Not all journalists, of course. Goes without saying. But those Beltway Journalists, jesus…just get rid of the whole lot of them. Take a look at Mark Halperin, chief poisoner of all media. Pay attention, too, to the fact that most of our liberal excuses don’t work. He was not a creature of Fox News, which we all know is the homegrown Pravda of American media; he was the Wormtongue of ABC News, working through his pernicious newsletter, The Note, to debase our understanding of politics.

The Note purported to reveal Washington’s secrets. In fact, its purpose was the exact opposite: to make the city, and US politics, appear impossible to understand. It replaced normal words with jargon.
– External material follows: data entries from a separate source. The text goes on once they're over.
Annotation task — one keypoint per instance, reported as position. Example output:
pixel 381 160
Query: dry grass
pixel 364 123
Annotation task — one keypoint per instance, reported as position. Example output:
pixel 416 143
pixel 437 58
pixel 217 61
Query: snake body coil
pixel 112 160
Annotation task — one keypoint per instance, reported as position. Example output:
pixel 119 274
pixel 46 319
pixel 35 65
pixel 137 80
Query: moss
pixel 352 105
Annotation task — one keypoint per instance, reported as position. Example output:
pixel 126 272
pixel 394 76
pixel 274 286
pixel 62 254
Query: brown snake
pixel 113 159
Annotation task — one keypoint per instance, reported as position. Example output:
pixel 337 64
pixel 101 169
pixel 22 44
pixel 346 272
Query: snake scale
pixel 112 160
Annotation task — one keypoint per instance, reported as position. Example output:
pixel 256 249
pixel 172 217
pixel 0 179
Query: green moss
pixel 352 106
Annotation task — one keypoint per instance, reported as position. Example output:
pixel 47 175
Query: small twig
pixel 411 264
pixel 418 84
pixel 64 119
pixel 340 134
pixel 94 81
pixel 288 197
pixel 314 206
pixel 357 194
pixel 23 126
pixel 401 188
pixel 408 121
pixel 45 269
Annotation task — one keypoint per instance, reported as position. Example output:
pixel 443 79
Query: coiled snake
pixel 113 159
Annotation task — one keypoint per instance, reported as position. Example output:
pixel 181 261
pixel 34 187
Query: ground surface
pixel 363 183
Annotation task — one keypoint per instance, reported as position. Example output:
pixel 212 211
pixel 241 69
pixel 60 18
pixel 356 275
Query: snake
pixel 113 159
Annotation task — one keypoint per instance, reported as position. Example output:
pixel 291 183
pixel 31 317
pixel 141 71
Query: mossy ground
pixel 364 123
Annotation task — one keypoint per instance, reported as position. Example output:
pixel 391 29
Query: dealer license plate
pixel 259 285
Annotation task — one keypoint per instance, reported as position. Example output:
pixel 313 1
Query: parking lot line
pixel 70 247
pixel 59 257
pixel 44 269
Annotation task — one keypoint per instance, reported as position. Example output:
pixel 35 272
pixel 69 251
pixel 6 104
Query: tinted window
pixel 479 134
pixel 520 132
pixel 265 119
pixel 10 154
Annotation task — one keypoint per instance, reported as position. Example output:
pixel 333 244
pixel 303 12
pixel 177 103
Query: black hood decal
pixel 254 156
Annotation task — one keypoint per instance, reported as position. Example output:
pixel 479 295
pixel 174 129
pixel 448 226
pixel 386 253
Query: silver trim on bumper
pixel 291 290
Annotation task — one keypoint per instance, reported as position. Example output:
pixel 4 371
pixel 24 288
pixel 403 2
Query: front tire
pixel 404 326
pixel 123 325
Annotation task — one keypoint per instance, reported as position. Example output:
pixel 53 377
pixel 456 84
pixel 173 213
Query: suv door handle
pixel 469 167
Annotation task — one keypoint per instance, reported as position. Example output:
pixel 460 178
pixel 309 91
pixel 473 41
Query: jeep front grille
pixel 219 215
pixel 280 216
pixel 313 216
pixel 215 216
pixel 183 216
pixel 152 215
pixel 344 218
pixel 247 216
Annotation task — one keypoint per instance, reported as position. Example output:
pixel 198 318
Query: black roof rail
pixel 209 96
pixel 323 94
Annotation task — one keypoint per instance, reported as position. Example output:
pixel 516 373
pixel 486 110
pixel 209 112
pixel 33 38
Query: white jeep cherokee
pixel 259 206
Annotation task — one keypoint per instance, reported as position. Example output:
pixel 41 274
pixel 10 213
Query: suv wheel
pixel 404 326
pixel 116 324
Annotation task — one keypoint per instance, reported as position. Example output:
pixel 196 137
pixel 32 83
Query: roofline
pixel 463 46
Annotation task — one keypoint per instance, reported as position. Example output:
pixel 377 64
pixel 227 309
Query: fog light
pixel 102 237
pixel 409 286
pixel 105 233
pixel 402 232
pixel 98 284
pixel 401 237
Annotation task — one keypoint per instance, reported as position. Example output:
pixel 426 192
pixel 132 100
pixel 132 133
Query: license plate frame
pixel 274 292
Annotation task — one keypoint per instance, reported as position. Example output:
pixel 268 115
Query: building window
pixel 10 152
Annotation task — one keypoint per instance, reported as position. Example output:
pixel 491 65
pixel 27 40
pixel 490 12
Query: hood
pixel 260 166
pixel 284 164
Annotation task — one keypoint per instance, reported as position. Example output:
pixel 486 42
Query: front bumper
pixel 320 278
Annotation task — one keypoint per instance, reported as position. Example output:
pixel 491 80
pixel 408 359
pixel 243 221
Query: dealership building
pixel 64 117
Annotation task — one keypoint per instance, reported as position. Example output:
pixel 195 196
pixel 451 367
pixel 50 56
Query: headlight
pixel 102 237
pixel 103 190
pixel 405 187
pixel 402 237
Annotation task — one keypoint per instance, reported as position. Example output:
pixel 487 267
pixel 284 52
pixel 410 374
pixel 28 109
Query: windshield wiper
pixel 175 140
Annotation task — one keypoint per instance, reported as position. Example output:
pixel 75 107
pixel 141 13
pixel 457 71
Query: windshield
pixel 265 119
It coined the phrase “Gang of 500,” the clubby network of lobbyists, aides, pols, and hangers-on who supposedly, like the Vatican’s cardinals, secretly ran DC. That wasn’t true — power is so diffuse. But Halperin claimed he knew so much more than we did, and we began to believe it.

Once you believe that, it’s not hard to be convinced that politics is only comprehensible, like nuclear science, to a select few. There were those chosen ones — the people who’d flattered Halperin to get a friendly mention in his newsletter, the ones he declared to be in the know — and the rest of us. Halperin wrote about Washington like it was an intriguing game, the kind that masked aristocrats played to entertain themselves at 19th-century parties: Everyone was both pawn and player, engaged in a set of arcane maneuvers to win an empty jackpot that ultimately meant nothing of true importance.

At the same time, The Note made it seem that tiny events — a cough at a press conference, a hush-hush convo between Chuck Schumer and Mitch McConnell in a corridor — held apocalyptic importance. Cloaked in seriousness, with the imprimatur of Peter Jennings’ ABC News, in reality The Note was not news but simple gossip.

We have to boot Trump and his corrupt cronies from power, but nothing is going to change in the long term until we also eradicate the oily sycophants who have been working to concentrate information in the hands of a select few — the Rupert Murdochs and Jeff Zuckers and the other corporate leeches — and they’re busy little bees right now conniving to get the FCC to undermine Net Neutrality. You know why. Because they’re straining to keep the power of information out of the hands of the people they like to disparage as “witch hunters”. Because you know that if the power structure screws you over in the near future — as you know it will — it’s simpler and easier and more profitable to report on the satisfied sighs of the pigs in power than to relay the groans of the masses. You will not be heard. You will be demonized.